As a player, those first 40 minutes are stressful, up-close roleplaying. Our facilitator opted to pitch three actual tents in their backyard and we moved among those for the game, blasted by a serious windstorm that threatened our tents the whole game. (The original forecast was 32 degrees, but we got a break in the thunderstorms on either side and just got a wind advisory and weather in the mid-40s. It was helpful for staying in the moment!) By playing the characters against each other and leaning on the most advantageous of the inter-party conflicts, you can try to steer the conversation towards your own ends without making enough enemies that no one wants to see you with the singular honor of climbing that mountain.
I lucked into being a member of the summit party, so I got to go inside with the other two members of the team and unwind a little, take off our coats and chat about what we were going to do next. Getting to build the end of the story using the six tickets sent up with you is a bit of GMing, a bit of improv, and some good old fashioned storytelling. Depending on which six tickets you get, the end of the game can go very, very differently, so I won’t spoil any of them beyond saying we had to decide among ourselves if we would send back two of us without summiting the mountain, or if we were willing to kill off two of us and have a lone climber “succeed” in ascending Gangkhar Puensum.

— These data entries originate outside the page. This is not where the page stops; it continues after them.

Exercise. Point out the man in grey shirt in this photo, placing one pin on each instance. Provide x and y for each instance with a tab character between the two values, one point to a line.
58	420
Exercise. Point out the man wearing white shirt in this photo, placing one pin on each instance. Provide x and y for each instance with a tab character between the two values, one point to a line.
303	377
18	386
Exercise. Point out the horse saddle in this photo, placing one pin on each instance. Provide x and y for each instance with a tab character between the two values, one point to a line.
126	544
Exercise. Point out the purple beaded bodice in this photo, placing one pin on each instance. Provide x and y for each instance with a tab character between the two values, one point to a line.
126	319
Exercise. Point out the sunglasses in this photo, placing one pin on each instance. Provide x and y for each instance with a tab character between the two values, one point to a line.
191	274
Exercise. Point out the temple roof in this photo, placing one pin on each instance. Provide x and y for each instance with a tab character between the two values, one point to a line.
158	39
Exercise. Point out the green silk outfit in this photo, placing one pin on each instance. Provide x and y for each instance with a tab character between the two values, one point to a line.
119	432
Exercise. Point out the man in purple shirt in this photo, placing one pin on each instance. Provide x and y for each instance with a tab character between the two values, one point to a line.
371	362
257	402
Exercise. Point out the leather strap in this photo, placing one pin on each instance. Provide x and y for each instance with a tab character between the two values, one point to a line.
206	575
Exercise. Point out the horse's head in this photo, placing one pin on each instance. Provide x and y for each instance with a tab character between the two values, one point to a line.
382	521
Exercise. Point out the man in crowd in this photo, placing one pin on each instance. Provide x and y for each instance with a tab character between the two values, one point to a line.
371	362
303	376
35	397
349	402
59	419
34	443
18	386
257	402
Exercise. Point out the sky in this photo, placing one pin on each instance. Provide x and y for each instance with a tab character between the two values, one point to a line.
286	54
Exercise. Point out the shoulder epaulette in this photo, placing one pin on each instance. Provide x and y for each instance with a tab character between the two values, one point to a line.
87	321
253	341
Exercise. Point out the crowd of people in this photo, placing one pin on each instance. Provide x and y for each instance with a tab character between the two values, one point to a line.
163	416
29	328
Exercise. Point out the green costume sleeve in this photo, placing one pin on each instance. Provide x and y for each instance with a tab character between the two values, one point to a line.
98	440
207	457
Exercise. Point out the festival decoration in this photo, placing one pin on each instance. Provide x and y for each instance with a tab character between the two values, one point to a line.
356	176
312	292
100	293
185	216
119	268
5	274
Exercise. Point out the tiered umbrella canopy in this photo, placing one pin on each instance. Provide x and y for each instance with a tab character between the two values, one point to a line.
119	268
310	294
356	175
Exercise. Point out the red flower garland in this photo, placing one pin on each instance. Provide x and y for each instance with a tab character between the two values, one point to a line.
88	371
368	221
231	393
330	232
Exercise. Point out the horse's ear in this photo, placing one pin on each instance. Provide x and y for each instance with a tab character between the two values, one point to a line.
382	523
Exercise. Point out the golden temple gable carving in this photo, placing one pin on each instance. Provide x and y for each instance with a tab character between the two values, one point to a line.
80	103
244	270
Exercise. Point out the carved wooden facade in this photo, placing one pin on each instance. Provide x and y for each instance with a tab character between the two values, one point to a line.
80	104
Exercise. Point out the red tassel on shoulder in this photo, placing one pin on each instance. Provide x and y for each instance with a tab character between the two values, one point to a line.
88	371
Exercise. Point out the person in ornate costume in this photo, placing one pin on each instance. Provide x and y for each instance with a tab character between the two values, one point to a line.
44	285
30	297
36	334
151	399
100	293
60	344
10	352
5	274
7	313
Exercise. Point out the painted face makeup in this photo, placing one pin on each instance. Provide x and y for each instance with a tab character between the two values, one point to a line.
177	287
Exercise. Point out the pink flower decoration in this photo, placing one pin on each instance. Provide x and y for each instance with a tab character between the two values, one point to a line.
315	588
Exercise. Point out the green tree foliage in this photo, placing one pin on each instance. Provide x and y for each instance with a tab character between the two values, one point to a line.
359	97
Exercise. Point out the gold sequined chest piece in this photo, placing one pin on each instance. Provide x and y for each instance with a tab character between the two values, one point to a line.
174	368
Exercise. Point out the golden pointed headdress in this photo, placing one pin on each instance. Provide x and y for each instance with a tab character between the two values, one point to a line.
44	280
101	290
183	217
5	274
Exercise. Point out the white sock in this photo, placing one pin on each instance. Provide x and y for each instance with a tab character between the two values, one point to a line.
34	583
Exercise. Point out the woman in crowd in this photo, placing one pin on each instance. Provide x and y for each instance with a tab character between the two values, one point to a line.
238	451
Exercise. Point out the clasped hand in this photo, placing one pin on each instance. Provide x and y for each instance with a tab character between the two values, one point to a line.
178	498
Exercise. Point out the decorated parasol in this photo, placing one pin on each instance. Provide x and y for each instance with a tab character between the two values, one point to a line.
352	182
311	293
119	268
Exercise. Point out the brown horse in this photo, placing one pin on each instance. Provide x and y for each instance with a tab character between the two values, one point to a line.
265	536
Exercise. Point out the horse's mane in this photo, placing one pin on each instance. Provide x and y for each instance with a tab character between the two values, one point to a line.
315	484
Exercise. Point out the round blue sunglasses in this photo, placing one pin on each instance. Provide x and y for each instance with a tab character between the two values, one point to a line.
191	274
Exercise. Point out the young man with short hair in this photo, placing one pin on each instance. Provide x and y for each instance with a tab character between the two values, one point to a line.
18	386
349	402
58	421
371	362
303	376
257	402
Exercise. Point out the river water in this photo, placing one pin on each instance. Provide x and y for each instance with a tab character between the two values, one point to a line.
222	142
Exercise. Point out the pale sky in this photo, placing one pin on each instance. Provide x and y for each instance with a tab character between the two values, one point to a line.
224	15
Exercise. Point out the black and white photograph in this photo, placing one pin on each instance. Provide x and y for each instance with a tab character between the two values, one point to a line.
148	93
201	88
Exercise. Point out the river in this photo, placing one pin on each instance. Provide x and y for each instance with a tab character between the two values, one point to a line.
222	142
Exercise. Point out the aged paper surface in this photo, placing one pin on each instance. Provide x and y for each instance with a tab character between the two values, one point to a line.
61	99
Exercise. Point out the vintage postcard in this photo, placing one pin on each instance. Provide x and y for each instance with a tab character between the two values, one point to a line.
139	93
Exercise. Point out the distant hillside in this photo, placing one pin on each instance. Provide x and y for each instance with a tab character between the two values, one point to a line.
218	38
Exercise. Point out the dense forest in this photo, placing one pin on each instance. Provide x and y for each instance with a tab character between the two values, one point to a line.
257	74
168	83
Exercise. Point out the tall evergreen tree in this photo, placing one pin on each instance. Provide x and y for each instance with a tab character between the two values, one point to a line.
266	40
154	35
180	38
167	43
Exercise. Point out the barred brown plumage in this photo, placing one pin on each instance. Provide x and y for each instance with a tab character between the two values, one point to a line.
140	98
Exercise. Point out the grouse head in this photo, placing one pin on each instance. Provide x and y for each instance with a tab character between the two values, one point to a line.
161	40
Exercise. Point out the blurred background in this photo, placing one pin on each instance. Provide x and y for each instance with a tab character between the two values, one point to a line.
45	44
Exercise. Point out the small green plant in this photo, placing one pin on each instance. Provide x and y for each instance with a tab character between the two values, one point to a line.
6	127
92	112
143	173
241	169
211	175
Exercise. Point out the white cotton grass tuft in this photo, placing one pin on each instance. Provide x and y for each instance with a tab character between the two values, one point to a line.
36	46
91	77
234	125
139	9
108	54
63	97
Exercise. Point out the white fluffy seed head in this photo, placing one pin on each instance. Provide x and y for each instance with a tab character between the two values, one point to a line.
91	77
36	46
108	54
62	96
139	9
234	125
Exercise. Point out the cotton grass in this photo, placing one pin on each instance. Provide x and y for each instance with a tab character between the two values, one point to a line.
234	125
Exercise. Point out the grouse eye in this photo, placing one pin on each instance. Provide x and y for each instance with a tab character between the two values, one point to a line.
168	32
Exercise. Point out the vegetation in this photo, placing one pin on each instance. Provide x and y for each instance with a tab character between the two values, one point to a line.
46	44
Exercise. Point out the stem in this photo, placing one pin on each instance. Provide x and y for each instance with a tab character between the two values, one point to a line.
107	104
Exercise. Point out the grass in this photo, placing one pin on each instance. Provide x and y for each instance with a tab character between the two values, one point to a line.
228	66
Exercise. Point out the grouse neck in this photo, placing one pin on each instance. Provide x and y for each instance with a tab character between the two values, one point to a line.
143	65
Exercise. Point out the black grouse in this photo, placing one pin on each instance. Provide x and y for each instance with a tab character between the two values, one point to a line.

Mechanically, there’s not a lot to discuss: talk in small groups, angle for a favorable outcome, and then pick a ticket to send up the mountain. It’s how those elements come together that makes it an interesting experience: One of our players has played multiple times and still found elements he hadn’t personally experienced yet. The game works well with a bit of secrecy still intact, so I would advise against reading the whole document if you buy it yourself. Our facilitator was able to prepare most of the game without spoiling it for herself and got lucky in being handed the role she glimpsed portions of during the prep before the game.
I think playing in its “proper environment” in tents and winter coats while a windstorm raged outside was a great experience, but I would still try it again even in three dorms rooms and a lounge or three rooms in an apartment. The weather did not make the game, it just made the game better. If you are interested in a low-rules freeform experience (but with a suitable volume of drama), consider checking out The Climb.